His puck-moving, quickness - and intuition as a veteran - are his greatest assets.

"For me, I'm never going to be a guy that runs people over - I'm a skater, a puck-mover and that's what I try and focus on," said Liles. "When I was younger and you sign a big deal, maybe you think that you should be doing more, but I mean, there's reasons why you last in the league as long as you do."

"Or Torey Krug , the reason why he gets a deal like that is because he's a puck-mover, because he's a skater. You focus on your strengths, you always try and work on your weaknesses, but the biggest thing is to focus on your strength, and that for me is moving the puck and getting it up to the forwards. We've got a really talented group of forwards here, that I try to get the puck up to them as quick as possible."
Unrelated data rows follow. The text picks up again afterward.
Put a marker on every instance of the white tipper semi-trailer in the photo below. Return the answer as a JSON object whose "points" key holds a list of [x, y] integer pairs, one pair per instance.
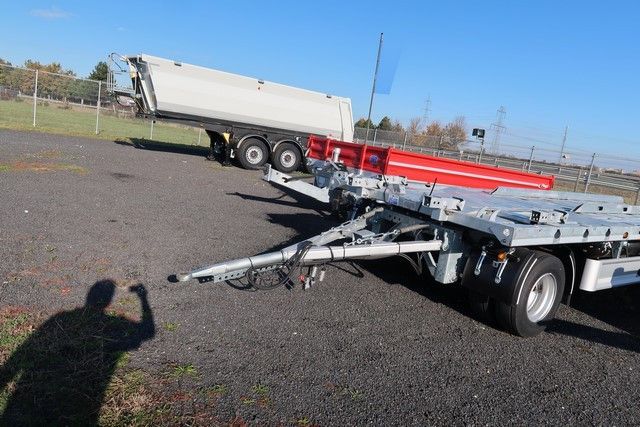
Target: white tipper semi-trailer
{"points": [[246, 118]]}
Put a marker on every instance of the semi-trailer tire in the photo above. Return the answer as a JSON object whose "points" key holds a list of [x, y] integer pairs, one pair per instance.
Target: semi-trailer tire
{"points": [[287, 157], [538, 294], [481, 306], [252, 154]]}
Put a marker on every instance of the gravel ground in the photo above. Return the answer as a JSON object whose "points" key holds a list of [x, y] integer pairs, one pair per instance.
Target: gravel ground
{"points": [[370, 345]]}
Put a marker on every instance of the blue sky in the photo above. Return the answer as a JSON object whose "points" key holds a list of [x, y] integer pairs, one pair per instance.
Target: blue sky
{"points": [[550, 63]]}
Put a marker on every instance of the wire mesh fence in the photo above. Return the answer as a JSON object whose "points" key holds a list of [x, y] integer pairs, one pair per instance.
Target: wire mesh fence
{"points": [[64, 103], [574, 170]]}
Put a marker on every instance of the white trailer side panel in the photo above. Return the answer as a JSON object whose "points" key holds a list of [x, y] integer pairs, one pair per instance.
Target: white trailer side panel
{"points": [[186, 89]]}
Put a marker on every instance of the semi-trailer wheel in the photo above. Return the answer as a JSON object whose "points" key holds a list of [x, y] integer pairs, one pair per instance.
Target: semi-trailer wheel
{"points": [[287, 158], [252, 154], [538, 293]]}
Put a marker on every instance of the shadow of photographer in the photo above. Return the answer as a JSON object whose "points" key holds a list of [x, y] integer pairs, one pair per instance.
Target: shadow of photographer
{"points": [[60, 374]]}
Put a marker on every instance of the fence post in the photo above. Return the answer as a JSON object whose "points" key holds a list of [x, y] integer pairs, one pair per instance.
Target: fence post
{"points": [[35, 99], [575, 187], [586, 186], [531, 158], [98, 108]]}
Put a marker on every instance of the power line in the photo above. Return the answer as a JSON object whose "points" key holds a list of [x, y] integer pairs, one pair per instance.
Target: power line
{"points": [[427, 111], [498, 128]]}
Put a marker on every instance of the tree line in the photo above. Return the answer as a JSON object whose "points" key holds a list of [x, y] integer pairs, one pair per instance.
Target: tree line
{"points": [[54, 81], [435, 133]]}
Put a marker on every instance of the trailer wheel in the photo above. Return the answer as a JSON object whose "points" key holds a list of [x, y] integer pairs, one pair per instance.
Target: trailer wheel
{"points": [[252, 154], [482, 307], [286, 158], [538, 294]]}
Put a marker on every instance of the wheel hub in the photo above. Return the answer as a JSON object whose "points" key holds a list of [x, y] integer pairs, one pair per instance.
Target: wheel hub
{"points": [[541, 297], [254, 155], [288, 158]]}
Liles and his Bruins teammates have been participating in captain's practices for the past two weeks, with training camp opening soon, on Sept. 22.

The 'unfinished business' mantra has received another shot of energy, thanks to the Bruins' new practice facility.

Warrior Ice Arena held its Grand Opening Ceremony on Thursday night, with the players in attendance, along with representatives from the organization, City of Boston, and New Balance (which built the arena on their Boston Landing Development). The players' areas are outfitted with plenty of inspiration, from the Stanley Cup banners, to Cup replicas and motivational quotes.

"It's a great energy," Liles said from an area overlooking the ice at the new complex. "You have a building like this and you've got the sun coming in and the weight room, and it's just a fantastic facility. Everything's first class and it's a nice place to come to every morning to train and to go to work."

"There are definitely a lot worse places I can think of," he smiled. "And the energy - the guys are just happy and really enjoying the facilities - everything from the recovery, to the weight room, obviously the ice is beautiful - I mean, they did the specs to the Garden! You can't ask for anything more."